Chief executive Mark Troughear said it was an obvious move given Freightways’ growing presence in Australia and because there were very few pure transport plays on the exchange.
Troughear said in the Australian context, Freightways was a small player in an express transport market valued at A$8 billion versus NZ’s $1.2b market, so there were “significant opportunities”.
The Allied Express business contributed net profit after tax (NPAT) of $4.9m for the three-month period from revenues of $68.1m. Freightways noted that if the acquisition had occurred at the beginning of the half year, the contribution would have been closer to $9.9m and $130.2m, respectively.
The group’s biggest division – express packaging and business mail – saw revenues up 28.2 per cent to $450.3m, from the prior half year’s 351.1m. NPAT was at $39.3m.
Troughear said it was considered a “steady result” in view of the exceptional pandemic-related pre-Christmas flurry in courier activity during the prior year.

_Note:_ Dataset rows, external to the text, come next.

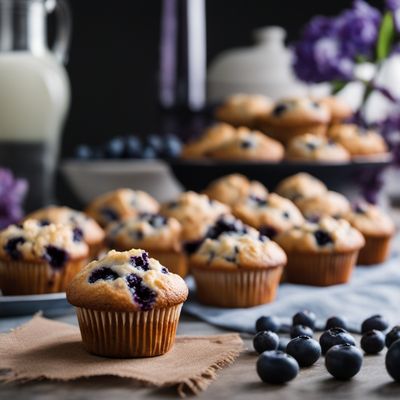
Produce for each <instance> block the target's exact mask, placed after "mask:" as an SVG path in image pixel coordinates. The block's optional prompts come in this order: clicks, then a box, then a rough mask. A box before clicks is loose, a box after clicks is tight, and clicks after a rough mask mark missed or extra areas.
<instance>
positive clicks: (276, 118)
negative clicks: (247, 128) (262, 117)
mask: <svg viewBox="0 0 400 400" xmlns="http://www.w3.org/2000/svg"><path fill="white" fill-rule="evenodd" d="M265 119H266V121H267V122H268V123H269V124H271V125H275V126H293V125H308V124H310V125H312V124H318V123H323V124H326V123H328V122H329V120H330V113H329V110H328V108H327V107H326V106H325V105H323V104H321V103H319V102H317V101H313V100H312V99H310V98H308V97H301V98H300V97H299V98H287V99H282V100H280V101H278V102H276V103H275V106H274V108H273V109H272V112H271V113H270V115H269V116H268V117H267V118H265Z"/></svg>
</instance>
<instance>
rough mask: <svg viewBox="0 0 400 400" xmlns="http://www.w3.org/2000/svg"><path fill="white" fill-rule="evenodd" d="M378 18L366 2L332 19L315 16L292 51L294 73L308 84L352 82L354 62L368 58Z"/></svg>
mask: <svg viewBox="0 0 400 400" xmlns="http://www.w3.org/2000/svg"><path fill="white" fill-rule="evenodd" d="M380 21H381V14H380V13H379V11H378V10H377V9H375V8H373V7H371V6H370V5H369V4H367V3H366V2H365V1H362V0H356V1H355V2H354V4H353V8H351V9H349V10H345V11H344V12H343V13H342V14H340V15H339V16H337V17H335V18H328V17H322V16H317V17H315V18H313V19H312V20H311V21H310V23H309V24H308V25H307V26H306V27H305V29H304V31H303V34H302V38H301V40H300V41H299V42H297V43H296V44H295V47H294V56H295V60H294V69H295V72H296V74H297V76H298V77H299V78H300V79H302V80H304V81H307V82H317V83H318V82H325V81H332V80H344V81H348V80H351V79H352V75H353V68H354V65H355V62H356V60H357V58H359V57H363V58H371V57H372V56H373V54H374V49H375V43H376V40H377V37H378V32H379V25H380Z"/></svg>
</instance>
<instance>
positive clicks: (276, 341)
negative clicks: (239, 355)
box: [253, 331, 279, 354]
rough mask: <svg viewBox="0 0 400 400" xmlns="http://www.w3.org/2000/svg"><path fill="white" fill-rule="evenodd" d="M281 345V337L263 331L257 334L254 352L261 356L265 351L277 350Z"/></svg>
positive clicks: (253, 344)
mask: <svg viewBox="0 0 400 400" xmlns="http://www.w3.org/2000/svg"><path fill="white" fill-rule="evenodd" d="M278 345H279V337H278V335H277V334H276V333H274V332H271V331H261V332H258V333H256V335H255V336H254V338H253V347H254V350H255V351H256V352H257V353H258V354H261V353H263V352H264V351H270V350H276V349H277V348H278Z"/></svg>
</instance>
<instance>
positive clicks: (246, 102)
mask: <svg viewBox="0 0 400 400" xmlns="http://www.w3.org/2000/svg"><path fill="white" fill-rule="evenodd" d="M272 108H273V102H272V100H271V99H269V98H268V97H265V96H262V95H256V94H235V95H233V96H230V97H228V98H227V99H226V101H225V102H224V103H223V104H222V105H221V106H220V107H218V108H217V109H216V112H215V116H216V118H217V119H219V120H220V121H223V122H227V123H228V124H231V125H233V126H247V127H250V128H253V127H254V124H255V122H256V120H257V118H259V117H261V116H266V115H269V113H270V112H271V110H272Z"/></svg>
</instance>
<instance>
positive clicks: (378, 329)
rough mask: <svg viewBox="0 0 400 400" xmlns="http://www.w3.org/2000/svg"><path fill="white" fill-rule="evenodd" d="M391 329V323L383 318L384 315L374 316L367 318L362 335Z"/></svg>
mask: <svg viewBox="0 0 400 400" xmlns="http://www.w3.org/2000/svg"><path fill="white" fill-rule="evenodd" d="M388 328H389V323H388V322H387V321H386V320H385V319H384V318H383V317H382V315H373V316H372V317H369V318H367V319H366V320H365V321H364V322H363V323H362V325H361V333H365V332H368V331H372V330H373V329H375V330H377V331H385V330H386V329H388Z"/></svg>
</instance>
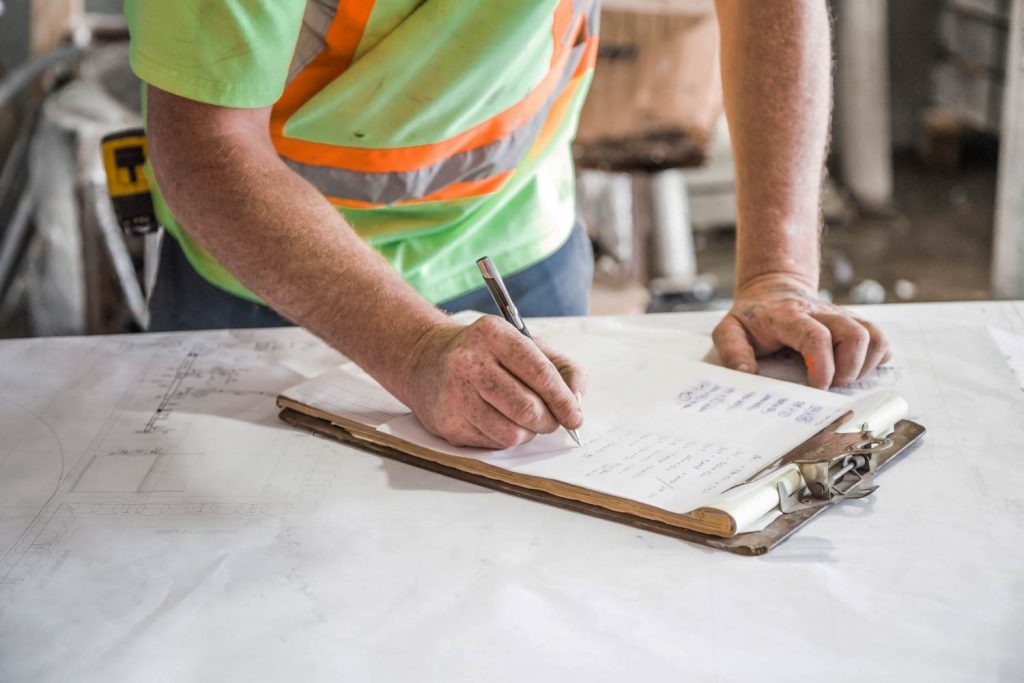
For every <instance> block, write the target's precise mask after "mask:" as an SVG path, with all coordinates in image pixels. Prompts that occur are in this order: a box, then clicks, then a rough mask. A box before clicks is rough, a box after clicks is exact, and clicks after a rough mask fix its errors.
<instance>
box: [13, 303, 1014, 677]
mask: <svg viewBox="0 0 1024 683" xmlns="http://www.w3.org/2000/svg"><path fill="white" fill-rule="evenodd" d="M857 313H858V315H862V316H864V317H867V318H869V319H872V321H873V322H876V323H878V324H879V325H880V327H882V328H883V329H884V330H886V331H887V332H888V333H889V334H890V335H891V338H892V340H893V344H894V347H895V349H896V351H897V356H896V360H895V365H894V369H895V370H894V372H891V373H888V374H886V375H885V376H883V377H880V378H877V381H878V384H879V385H880V387H881V388H892V389H894V390H897V391H899V392H900V393H901V394H903V395H905V396H906V397H907V399H908V400H909V402H910V404H911V408H912V410H913V417H914V419H916V420H918V421H920V422H921V423H922V424H924V425H925V426H927V427H928V429H929V434H928V436H927V437H926V439H925V441H924V442H923V443H922V445H921V447H920V449H919V450H918V451H916V452H915V453H913V454H912V456H911V457H908V458H906V459H905V460H904V461H903V462H902V463H900V464H899V466H897V467H894V468H893V469H892V470H891V471H889V472H887V473H886V475H885V477H884V478H883V481H882V488H881V489H880V492H879V494H878V495H876V496H872V497H871V499H869V500H868V501H867V502H865V503H863V504H848V505H844V506H841V507H840V508H838V509H836V510H835V511H833V512H829V513H828V514H826V515H823V516H822V517H821V518H820V519H818V520H816V521H815V522H814V524H813V525H812V526H811V527H809V528H807V529H805V531H804V532H802V533H800V535H798V536H797V537H795V538H794V539H792V540H791V541H788V542H786V543H785V544H783V545H782V546H781V547H779V548H778V549H777V550H775V551H774V552H773V553H772V554H771V555H769V556H766V557H763V558H739V557H735V556H732V555H729V554H726V553H711V552H707V551H705V550H703V549H701V548H699V547H695V546H692V545H689V544H686V543H682V542H679V541H677V540H674V539H670V538H667V537H660V536H658V535H655V533H648V532H644V531H640V530H638V529H634V528H630V527H627V526H623V525H620V524H609V523H606V522H603V521H601V520H595V519H592V518H589V517H586V516H584V515H572V514H566V513H565V512H564V511H562V510H557V509H553V508H549V507H547V506H541V505H535V504H531V503H529V502H524V501H521V500H518V499H516V498H514V497H511V496H504V495H501V494H494V493H489V492H485V490H483V489H480V488H478V487H475V486H471V485H468V484H464V483H462V482H458V481H453V480H449V479H446V478H444V477H440V476H437V475H435V474H432V473H430V472H427V471H423V470H418V469H416V468H410V467H404V466H402V465H399V464H395V463H391V462H389V461H386V460H381V459H378V458H375V457H373V456H370V455H367V454H365V453H356V452H354V451H352V450H350V449H347V447H345V446H343V445H341V444H338V443H335V442H331V441H328V440H326V439H318V438H314V437H311V436H309V435H308V434H306V433H304V432H302V431H301V430H296V429H292V428H290V427H289V426H288V425H286V424H285V423H283V422H281V421H280V420H279V419H278V417H276V411H275V409H274V404H273V397H274V396H275V395H276V393H279V392H280V391H281V390H283V389H286V388H287V387H289V386H292V385H295V384H296V383H298V382H300V381H301V380H302V379H303V378H304V377H309V376H312V375H313V374H316V373H323V372H326V371H328V370H330V369H331V368H332V367H333V366H337V365H338V362H340V360H339V358H338V356H337V354H336V353H333V352H329V350H328V349H326V348H325V347H324V345H323V344H321V343H318V342H316V341H315V340H314V339H312V338H311V337H310V336H309V335H307V334H305V333H302V332H301V331H298V330H273V331H270V330H264V331H247V332H234V333H223V332H221V333H214V332H202V333H187V334H180V335H124V336H118V337H90V338H82V339H46V340H26V341H4V342H0V386H2V387H3V389H4V391H3V393H2V395H0V680H2V681H8V680H9V681H34V682H40V683H49V682H54V683H56V682H60V683H63V682H65V681H76V682H77V683H93V682H95V683H100V682H101V683H111V682H118V683H120V682H121V681H138V680H145V681H152V682H153V683H179V682H180V683H184V682H187V683H194V682H196V681H220V680H236V679H247V680H253V681H258V680H303V681H310V682H312V681H336V680H339V678H345V679H347V680H418V681H444V682H445V683H455V682H462V681H479V680H495V681H516V680H530V681H565V680H579V679H586V680H590V681H609V682H610V681H621V680H644V681H677V680H680V679H685V680H690V681H734V680H758V681H780V682H782V681H791V680H792V679H793V676H794V673H793V672H794V661H798V660H799V661H800V663H802V665H801V666H802V667H803V669H806V670H811V671H819V672H821V671H827V672H831V673H830V674H829V676H831V677H833V678H838V679H839V680H843V681H847V680H849V681H854V680H882V681H887V680H920V681H930V682H931V681H949V682H950V683H959V682H962V681H971V682H972V683H975V682H988V681H991V682H993V683H994V682H996V681H1007V680H1017V678H1019V672H1021V671H1024V651H1022V649H1021V648H1020V647H1019V643H1020V642H1022V640H1024V612H1022V610H1021V609H1020V608H1019V600H1018V599H1017V597H1016V596H1018V595H1019V593H1020V586H1021V585H1022V581H1024V465H1022V463H1024V461H1022V459H1021V457H1020V454H1021V444H1022V443H1024V399H1022V393H1021V390H1020V386H1019V383H1018V381H1017V378H1016V377H1014V375H1013V374H1012V373H1011V368H1010V367H1008V364H1007V359H1008V353H1007V352H1006V351H1005V350H1004V345H1001V344H999V343H997V342H996V341H995V339H994V338H993V336H992V335H991V334H990V332H989V330H988V326H992V327H996V328H997V329H999V330H1002V331H1006V332H1008V333H1010V334H1012V335H1013V338H1014V340H1015V341H1016V343H1018V344H1020V343H1022V340H1024V315H1022V314H1021V313H1024V304H1021V303H1013V302H989V303H977V304H975V303H972V304H959V305H949V306H926V305H910V306H890V305H886V306H879V307H871V308H867V309H860V310H858V311H857ZM718 317H719V314H710V313H709V314H686V315H656V316H644V317H638V318H633V319H627V321H616V322H613V323H608V324H604V322H602V321H593V322H582V321H581V322H574V321H561V322H558V323H557V325H556V324H552V325H550V326H548V325H546V324H542V323H541V322H538V323H536V324H535V322H534V321H530V322H529V324H530V326H531V329H532V330H535V331H537V332H538V334H539V335H545V336H547V334H548V333H551V332H557V331H556V330H554V328H555V327H561V326H565V327H570V326H573V325H582V324H587V325H591V324H593V325H595V326H598V327H617V328H620V329H623V328H637V327H645V328H648V329H652V330H657V331H659V332H666V331H668V332H669V334H674V332H673V331H672V329H678V328H688V329H691V330H694V331H697V332H700V333H702V334H700V335H698V336H696V337H695V338H694V342H695V343H694V346H693V348H690V347H689V346H687V344H686V340H685V339H684V338H677V339H676V342H677V343H678V344H679V345H678V346H676V348H677V349H678V350H679V352H680V353H687V354H690V353H692V355H689V357H691V358H693V359H698V358H700V357H702V356H703V353H706V352H707V350H708V349H710V347H711V343H710V338H709V337H708V333H709V332H710V330H711V329H712V327H713V325H714V323H715V321H716V319H717V318H718ZM545 327H550V328H552V329H551V330H545V329H544V328H545ZM684 336H685V335H684ZM700 347H702V348H703V351H700V350H699V348H700ZM314 358H316V359H318V360H314ZM793 369H794V372H795V373H796V375H795V379H797V380H801V379H802V376H801V372H800V367H799V365H797V364H794V365H793ZM161 416H162V417H161Z"/></svg>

The exception, he said, was in the medical waste business, which saw a 28.9 per cent drop in NPAT to $7.6m, down from $10.6m in the comparable period, despite revenues being up 15 per cent to $103.6m.

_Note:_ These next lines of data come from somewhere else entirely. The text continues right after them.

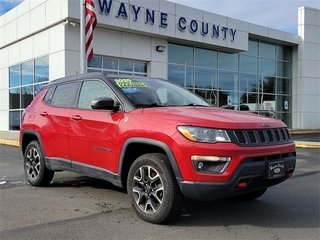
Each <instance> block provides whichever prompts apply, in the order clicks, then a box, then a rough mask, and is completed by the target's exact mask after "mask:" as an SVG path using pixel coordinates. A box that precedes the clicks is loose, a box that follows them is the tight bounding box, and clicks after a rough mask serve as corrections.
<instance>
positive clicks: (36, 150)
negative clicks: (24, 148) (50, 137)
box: [24, 141, 54, 186]
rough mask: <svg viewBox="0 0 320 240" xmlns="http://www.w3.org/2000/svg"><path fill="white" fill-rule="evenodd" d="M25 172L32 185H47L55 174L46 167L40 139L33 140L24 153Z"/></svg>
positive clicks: (27, 147)
mask: <svg viewBox="0 0 320 240" xmlns="http://www.w3.org/2000/svg"><path fill="white" fill-rule="evenodd" d="M24 174H25V176H26V178H27V180H28V182H29V183H30V184H31V185H32V186H47V185H48V184H49V183H50V182H51V180H52V178H53V175H54V172H53V171H50V170H48V169H47V168H46V166H45V163H44V155H43V152H42V149H41V147H40V144H39V142H38V141H32V142H30V143H29V145H28V146H27V148H26V151H25V153H24Z"/></svg>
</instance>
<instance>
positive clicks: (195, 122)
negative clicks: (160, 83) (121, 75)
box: [143, 106, 286, 129]
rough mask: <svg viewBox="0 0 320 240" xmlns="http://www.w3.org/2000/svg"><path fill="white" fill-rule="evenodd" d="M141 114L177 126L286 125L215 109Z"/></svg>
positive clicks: (207, 108)
mask: <svg viewBox="0 0 320 240" xmlns="http://www.w3.org/2000/svg"><path fill="white" fill-rule="evenodd" d="M143 114H144V115H146V116H148V117H155V118H157V119H158V121H159V120H160V119H161V118H162V119H166V120H172V121H176V122H177V123H178V124H179V125H193V126H204V127H214V128H223V129H261V128H278V127H286V125H285V124H284V123H283V122H282V121H280V120H277V119H273V118H269V117H264V116H260V115H257V114H254V113H248V112H239V111H234V110H225V109H220V108H216V107H193V106H191V107H189V106H188V107H159V108H146V109H144V110H143Z"/></svg>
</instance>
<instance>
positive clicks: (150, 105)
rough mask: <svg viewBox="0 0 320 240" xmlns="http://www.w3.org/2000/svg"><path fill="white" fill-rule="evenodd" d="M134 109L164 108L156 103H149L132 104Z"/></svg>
mask: <svg viewBox="0 0 320 240" xmlns="http://www.w3.org/2000/svg"><path fill="white" fill-rule="evenodd" d="M134 106H136V107H164V106H163V105H159V104H158V103H150V104H136V103H135V104H134Z"/></svg>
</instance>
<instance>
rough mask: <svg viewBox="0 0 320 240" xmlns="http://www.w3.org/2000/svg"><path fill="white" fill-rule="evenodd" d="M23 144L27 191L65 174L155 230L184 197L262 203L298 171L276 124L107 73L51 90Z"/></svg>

“We knew the volume would come off with covid normalising, meaning we wouldn’t do as many collections from vaccination centres and hospitals, but it came down more than we thought,” Troughear said.
The group also received a “double whammy” in Australia, as the cost of drivers has gone through the roof, he said. In the meantime, the group was investing in its own processing capability in Victoria, which, when up and running, will halve processing costs.
Troughear said the group was at the top end of its borrowings range – 2.8 times debt to income – and would work to bring that down over the coming year.
Pointing to a “full pipeline” of acquisition opportunities, particularly in the Australian transport sector, he said the group could look at a share issue to raise further equity.
He added that while the economic climate will be a tough one to call in the near term, the group was “keeping a close eye” on the shift in consumer spending, tightness in the labour market and increase in labour costs.